Lexie shut the door behind her with a
hollow thud. She stooped to rifle through a box, pulling out a
candle and lighter. Her laptop sat on her desk, ready to play a
song to help remind her where she was and where she came from. The
air, so similar to the air she breathed at home, tasted unfamiliar
and rare. She knew she was not home. Whether this could be a home
to her, she had yet to find out.
Chapter 2
The crescent moon lay on its back,
striking a menacing gash in the otherwise unblemished sky. Its
creamy grin mocked Lexie, whose red, raw eyes passed between the
sky and the clock. Four-fifteen. It was the point of no return, one
that Lexie knew all too well.
She wasn’t surprised that her insomnia
resurfaced the night before classes started. She had hoped for a
respite, but the gods decreed otherwise, yanking her strings just
as the warm blanket of slumber wrapped itself around her body. Each
time she drifted off, they jolted her from the downy sanctuary of
rest and back into the lonesome reality of the deepest part of the
night.
She imagined each brain cell fizzling
like a water droplet on a hot skillet. Tomorrow would tell the same
story of burst blood vessels, flaccid skin, bad breath, and sunken
eyes. She’d move through the world at a fumble.
That was what she had to look forward
to in three hours, a self-perpetuating cycle of foolishness and
alienation. Lexie had a hard enough time fitting in without the
motor skills of a drunkard to seal the deal.
Yet it was also in these thick,
invisible hours where Lexie felt the most at home. She could wade
through time like walking on the floor of a warm, dark sea. The
night wasn’t the menacing part; it was the threat of dawn that
caused her grief, when the still and fecund air receded to give way
to the glaring and the loud. When the fear of day didn’t trouble
her, Lexie felt perfectly comfortable crossing the night like a
raft down a wide, lazy river. But tomorrow held plenty to undo her.
New people to meet, to impress, to befriend. Schedules, buildings
and texts to commit to memory, and the same befuddling questions
that followed her every day, now upgraded to include majors,
minors, relationship status, and political identity. The mere
thought of it made her stomach roll over itself.

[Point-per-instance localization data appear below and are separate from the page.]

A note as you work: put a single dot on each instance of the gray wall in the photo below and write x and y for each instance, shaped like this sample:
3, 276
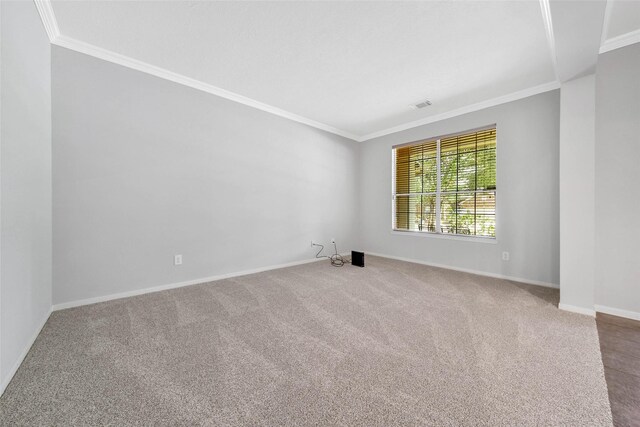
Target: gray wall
577, 198
527, 197
25, 191
145, 169
617, 166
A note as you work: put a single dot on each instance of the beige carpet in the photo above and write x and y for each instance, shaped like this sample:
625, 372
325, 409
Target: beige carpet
391, 344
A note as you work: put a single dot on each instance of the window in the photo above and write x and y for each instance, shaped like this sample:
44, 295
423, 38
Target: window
447, 185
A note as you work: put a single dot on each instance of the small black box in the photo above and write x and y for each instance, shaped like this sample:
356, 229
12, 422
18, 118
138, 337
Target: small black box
357, 258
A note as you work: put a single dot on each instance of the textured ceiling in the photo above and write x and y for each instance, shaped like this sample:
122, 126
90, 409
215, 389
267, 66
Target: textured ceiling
355, 66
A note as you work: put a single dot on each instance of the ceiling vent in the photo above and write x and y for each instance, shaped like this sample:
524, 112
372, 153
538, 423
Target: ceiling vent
421, 105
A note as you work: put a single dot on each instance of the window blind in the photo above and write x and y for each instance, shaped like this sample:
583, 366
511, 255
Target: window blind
447, 185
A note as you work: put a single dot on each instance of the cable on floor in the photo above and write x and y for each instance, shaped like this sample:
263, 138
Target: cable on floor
336, 259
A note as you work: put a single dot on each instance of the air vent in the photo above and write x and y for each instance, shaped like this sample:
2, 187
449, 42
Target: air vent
422, 104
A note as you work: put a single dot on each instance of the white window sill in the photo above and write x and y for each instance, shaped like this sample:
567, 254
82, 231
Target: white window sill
473, 239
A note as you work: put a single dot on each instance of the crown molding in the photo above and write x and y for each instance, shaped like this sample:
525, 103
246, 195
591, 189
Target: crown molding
545, 8
48, 19
45, 10
620, 41
125, 61
606, 21
467, 109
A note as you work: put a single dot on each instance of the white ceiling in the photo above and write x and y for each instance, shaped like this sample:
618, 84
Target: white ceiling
350, 67
623, 18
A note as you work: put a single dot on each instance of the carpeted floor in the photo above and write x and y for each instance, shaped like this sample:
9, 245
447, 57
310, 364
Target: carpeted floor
393, 343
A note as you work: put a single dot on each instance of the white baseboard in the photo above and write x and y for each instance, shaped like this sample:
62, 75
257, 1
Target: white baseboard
467, 270
634, 315
576, 309
94, 300
16, 365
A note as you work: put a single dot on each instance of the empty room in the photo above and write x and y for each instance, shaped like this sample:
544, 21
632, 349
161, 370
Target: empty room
353, 213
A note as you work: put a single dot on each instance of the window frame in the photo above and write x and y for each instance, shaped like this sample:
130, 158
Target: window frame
438, 233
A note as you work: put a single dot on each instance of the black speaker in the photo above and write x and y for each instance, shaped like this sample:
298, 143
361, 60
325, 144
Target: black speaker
357, 258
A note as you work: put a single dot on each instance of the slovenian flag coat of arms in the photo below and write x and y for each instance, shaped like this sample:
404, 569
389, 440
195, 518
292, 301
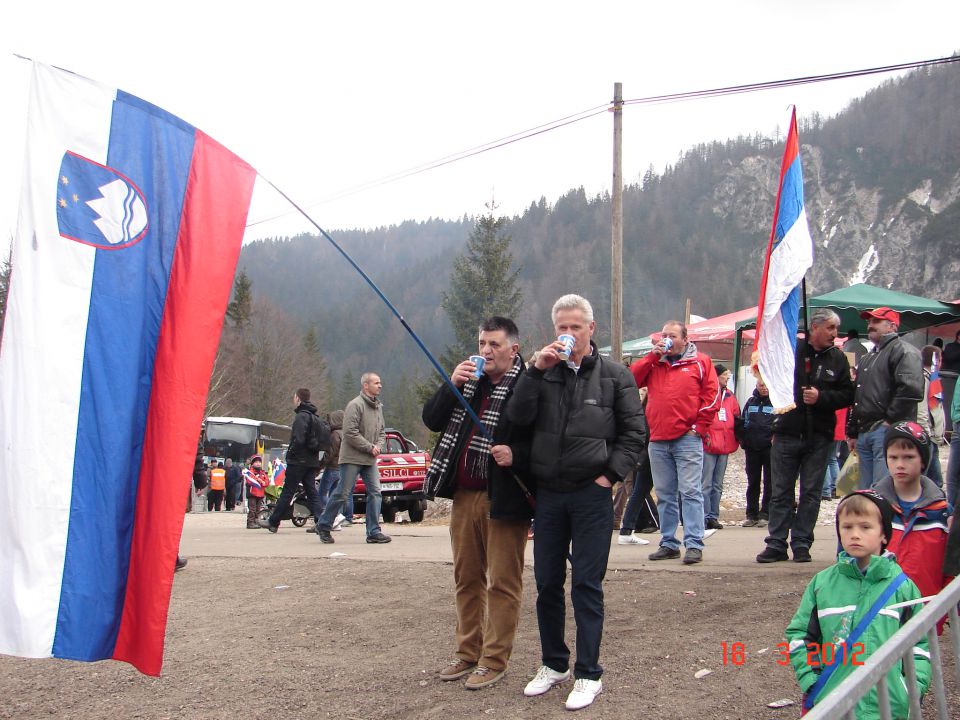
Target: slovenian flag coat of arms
130, 227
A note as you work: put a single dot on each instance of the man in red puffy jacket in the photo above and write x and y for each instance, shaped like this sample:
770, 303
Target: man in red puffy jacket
682, 403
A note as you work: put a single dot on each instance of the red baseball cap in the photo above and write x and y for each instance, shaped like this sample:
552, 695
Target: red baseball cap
883, 313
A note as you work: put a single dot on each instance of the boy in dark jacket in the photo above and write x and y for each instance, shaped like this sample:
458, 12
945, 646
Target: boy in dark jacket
919, 537
754, 429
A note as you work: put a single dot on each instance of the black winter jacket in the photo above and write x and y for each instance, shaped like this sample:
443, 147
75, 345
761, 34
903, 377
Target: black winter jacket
507, 500
889, 385
297, 453
754, 428
830, 374
585, 424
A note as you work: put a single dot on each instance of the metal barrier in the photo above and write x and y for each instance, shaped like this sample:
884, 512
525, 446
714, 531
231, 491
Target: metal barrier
842, 701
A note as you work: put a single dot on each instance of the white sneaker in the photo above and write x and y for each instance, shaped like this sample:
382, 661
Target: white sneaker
545, 679
584, 692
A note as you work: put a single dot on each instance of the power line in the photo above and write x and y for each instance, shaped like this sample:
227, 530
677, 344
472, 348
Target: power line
600, 109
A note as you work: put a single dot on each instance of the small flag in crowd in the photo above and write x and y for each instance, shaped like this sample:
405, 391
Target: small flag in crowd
789, 256
279, 473
130, 228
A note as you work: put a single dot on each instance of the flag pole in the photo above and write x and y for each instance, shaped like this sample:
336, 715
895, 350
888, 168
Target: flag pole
470, 411
808, 409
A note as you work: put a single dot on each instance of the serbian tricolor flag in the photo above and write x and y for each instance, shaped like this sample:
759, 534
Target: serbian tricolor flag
129, 231
789, 256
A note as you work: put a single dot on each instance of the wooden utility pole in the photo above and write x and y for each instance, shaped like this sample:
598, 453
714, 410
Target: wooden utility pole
616, 242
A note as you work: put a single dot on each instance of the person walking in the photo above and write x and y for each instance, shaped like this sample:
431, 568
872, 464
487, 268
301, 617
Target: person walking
363, 436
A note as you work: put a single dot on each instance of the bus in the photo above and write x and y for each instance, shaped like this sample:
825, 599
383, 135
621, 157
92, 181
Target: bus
239, 438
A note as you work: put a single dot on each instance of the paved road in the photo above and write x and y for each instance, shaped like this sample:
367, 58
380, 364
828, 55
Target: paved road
224, 535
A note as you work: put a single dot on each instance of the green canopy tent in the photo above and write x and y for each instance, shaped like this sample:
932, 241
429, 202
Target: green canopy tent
916, 312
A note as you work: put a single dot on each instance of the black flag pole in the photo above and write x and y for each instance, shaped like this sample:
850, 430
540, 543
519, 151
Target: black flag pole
808, 410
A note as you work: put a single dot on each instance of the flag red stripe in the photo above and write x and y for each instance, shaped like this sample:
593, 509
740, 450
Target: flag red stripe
790, 152
208, 246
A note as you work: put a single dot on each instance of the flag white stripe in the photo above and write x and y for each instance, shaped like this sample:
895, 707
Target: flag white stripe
47, 307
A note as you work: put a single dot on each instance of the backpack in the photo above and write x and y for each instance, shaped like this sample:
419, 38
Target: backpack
318, 435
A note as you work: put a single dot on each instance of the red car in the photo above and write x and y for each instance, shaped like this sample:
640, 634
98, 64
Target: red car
402, 467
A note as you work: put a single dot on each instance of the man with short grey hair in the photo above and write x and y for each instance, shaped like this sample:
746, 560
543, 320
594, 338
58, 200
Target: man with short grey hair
803, 439
362, 437
588, 431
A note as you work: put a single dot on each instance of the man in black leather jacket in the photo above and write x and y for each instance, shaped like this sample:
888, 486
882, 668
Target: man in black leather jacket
588, 431
889, 386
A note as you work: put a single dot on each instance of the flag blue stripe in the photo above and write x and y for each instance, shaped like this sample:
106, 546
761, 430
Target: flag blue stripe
791, 200
790, 312
153, 149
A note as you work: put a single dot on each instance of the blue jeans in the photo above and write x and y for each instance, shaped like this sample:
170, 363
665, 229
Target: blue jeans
574, 525
953, 469
348, 479
328, 482
677, 467
872, 458
714, 468
934, 471
833, 472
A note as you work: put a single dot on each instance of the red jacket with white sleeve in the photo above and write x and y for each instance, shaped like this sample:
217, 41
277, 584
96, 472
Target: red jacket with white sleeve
683, 393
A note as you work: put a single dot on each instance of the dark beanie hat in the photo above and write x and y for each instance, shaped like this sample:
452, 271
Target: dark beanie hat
886, 512
911, 432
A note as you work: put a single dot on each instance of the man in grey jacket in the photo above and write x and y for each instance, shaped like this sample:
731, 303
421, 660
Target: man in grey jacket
363, 436
889, 386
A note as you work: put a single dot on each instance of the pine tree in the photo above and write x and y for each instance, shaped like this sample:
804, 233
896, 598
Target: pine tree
5, 271
482, 283
238, 311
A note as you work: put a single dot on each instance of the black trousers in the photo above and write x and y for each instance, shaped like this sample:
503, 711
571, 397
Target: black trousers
758, 473
789, 457
574, 526
297, 475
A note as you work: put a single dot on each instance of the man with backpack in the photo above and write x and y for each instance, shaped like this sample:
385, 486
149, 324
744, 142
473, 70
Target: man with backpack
363, 436
307, 438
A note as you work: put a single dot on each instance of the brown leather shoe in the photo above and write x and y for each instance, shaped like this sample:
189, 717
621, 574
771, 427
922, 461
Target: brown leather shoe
455, 670
482, 677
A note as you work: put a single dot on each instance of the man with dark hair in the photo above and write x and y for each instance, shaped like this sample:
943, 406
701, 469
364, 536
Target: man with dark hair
889, 386
303, 464
682, 404
803, 439
490, 515
588, 431
363, 436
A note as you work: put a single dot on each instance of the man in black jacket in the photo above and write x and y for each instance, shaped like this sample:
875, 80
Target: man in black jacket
588, 432
303, 464
803, 439
889, 386
491, 515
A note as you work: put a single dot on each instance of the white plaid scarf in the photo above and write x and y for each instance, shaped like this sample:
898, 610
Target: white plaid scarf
478, 451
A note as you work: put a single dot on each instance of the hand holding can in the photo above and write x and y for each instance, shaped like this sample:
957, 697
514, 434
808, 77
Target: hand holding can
479, 361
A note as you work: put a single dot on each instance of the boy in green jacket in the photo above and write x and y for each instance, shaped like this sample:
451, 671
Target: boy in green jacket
838, 598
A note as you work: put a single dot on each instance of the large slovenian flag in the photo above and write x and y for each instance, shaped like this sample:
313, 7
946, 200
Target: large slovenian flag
789, 256
129, 232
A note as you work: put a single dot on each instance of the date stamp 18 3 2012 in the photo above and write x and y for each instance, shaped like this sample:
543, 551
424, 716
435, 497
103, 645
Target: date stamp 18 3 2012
818, 654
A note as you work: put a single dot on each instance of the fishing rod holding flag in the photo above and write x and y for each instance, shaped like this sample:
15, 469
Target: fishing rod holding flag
483, 429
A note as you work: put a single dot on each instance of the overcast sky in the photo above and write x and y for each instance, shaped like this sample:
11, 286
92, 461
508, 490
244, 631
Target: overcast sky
322, 98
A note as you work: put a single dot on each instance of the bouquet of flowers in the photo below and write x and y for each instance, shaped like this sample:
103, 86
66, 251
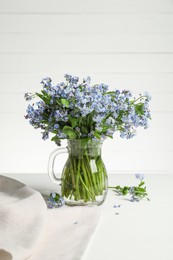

She crumpled in her chair, elbows
planted atop her desk next to a stack of books. Her laptop cast a
cold, impassive glow into the darkness of the room. She leaned to
the window, struggling to open it with clumsy hands. As the window
slid in its casing, tiny branches from the great oak tree outside
screeched against the glass. A flood of cool, moist air swirled
into her stale room, as clear and blue as Van Gogh’s night sky. Her
laptop threw its blue light out the window, making the great tree’s
bark look as craggy as a relief map. Leaves mottled green and red
clung to the branches, steeling themselves for slow death. They
rustled in a faint breeze. Otherwise, everything was
silent.
Lexie folded her computer shut, casting
the darkness over her body. She lowered her chin to rest on crossed
arms, wondering what mindless task could distract her enough to
feel a sense of minor accomplishment despite the hours of
nothingness extending into the distance in all
directions.
Her eyelids grew heavy, and she turned
her cheek to rest on her cool forearms. The outside air teased
across her forehead, lulling her into sleep. The tension along her
temples and jaw relaxed. Her consciousness was the last to go, as
her body relaxed into the depths. As the mechanics of her brain
whirred to sleep, her ears picked up a bold, faraway sound. The
pitch slid from low to high to low, with a gentle warble at the
end. The howl repeated with subtle variations, stitching together a
story from the rolled pitches of a melancholic tune. It was a
curious, perverse lullaby, and as the final tone echoed into
silence, Lexie drifted off.
In the woods again.
Moonlight dripping down tree trunks like liquid mercury, leaden and
poisonous. The woods are made of words, and the words made of lines
and curves that mean nothing to her, yet endlessly stretch and curl
and bend around one another. The trunks are Braille; the branches,
runes; the wind through the leaves: the tonal speech of distant
cultures. The meanings of the words, fleeting and skittish, are
lost in the endless shadows cast by the moon through the trees;
they run away like small, spooked creatures. The bark scratches at
her skin as she tries to divine those meanings. The branches
reconfigure as she sets her eyes on them. The wind dies to
stillness when she trains her ears on it; it remains unwilling to
give up its secrets. She pats her hips, seeking her mother’s knife,
but it is not near her. She stumbles, blind and weaponless. Her
ears strain for the delicate crunch of leaves beneath a furry foot,
for the wild heartbeat of prey pursued. The ciphers reassemble upon
one another, never repeating, offering no code to break. She runs
further, pursuing an unknown beast that seems always at her back
and in her head, but never trained in her eyes. The trees speak:
Divine the answer and find peace.
Another dream, another diatribe in
gibberish. No matter how many times and how many spellings she
offered the Web search box, the results were always the same: a
page or two of nonsense, meaningless code, or most often a big fat
zero. It seemed impossible to Lexie that these words would be a
stream of nonsense; there was such clarity in the voices, messages
conveyed in a language that meant nothing to anyone except those
who spoke it. The voice was most often the memory she held of her
mother’s, speaking those gentle yet insistent words. They would
drone on for hours, sometimes all night, filling her head with
unchartable sentences.
Her groggy morning reverie was
interrupted by one sound she knew well, telling her a tale she
could decipher: the mechanical beep screamed at her in no uncertain
terms to wake up, get her act together, and get her ass to class.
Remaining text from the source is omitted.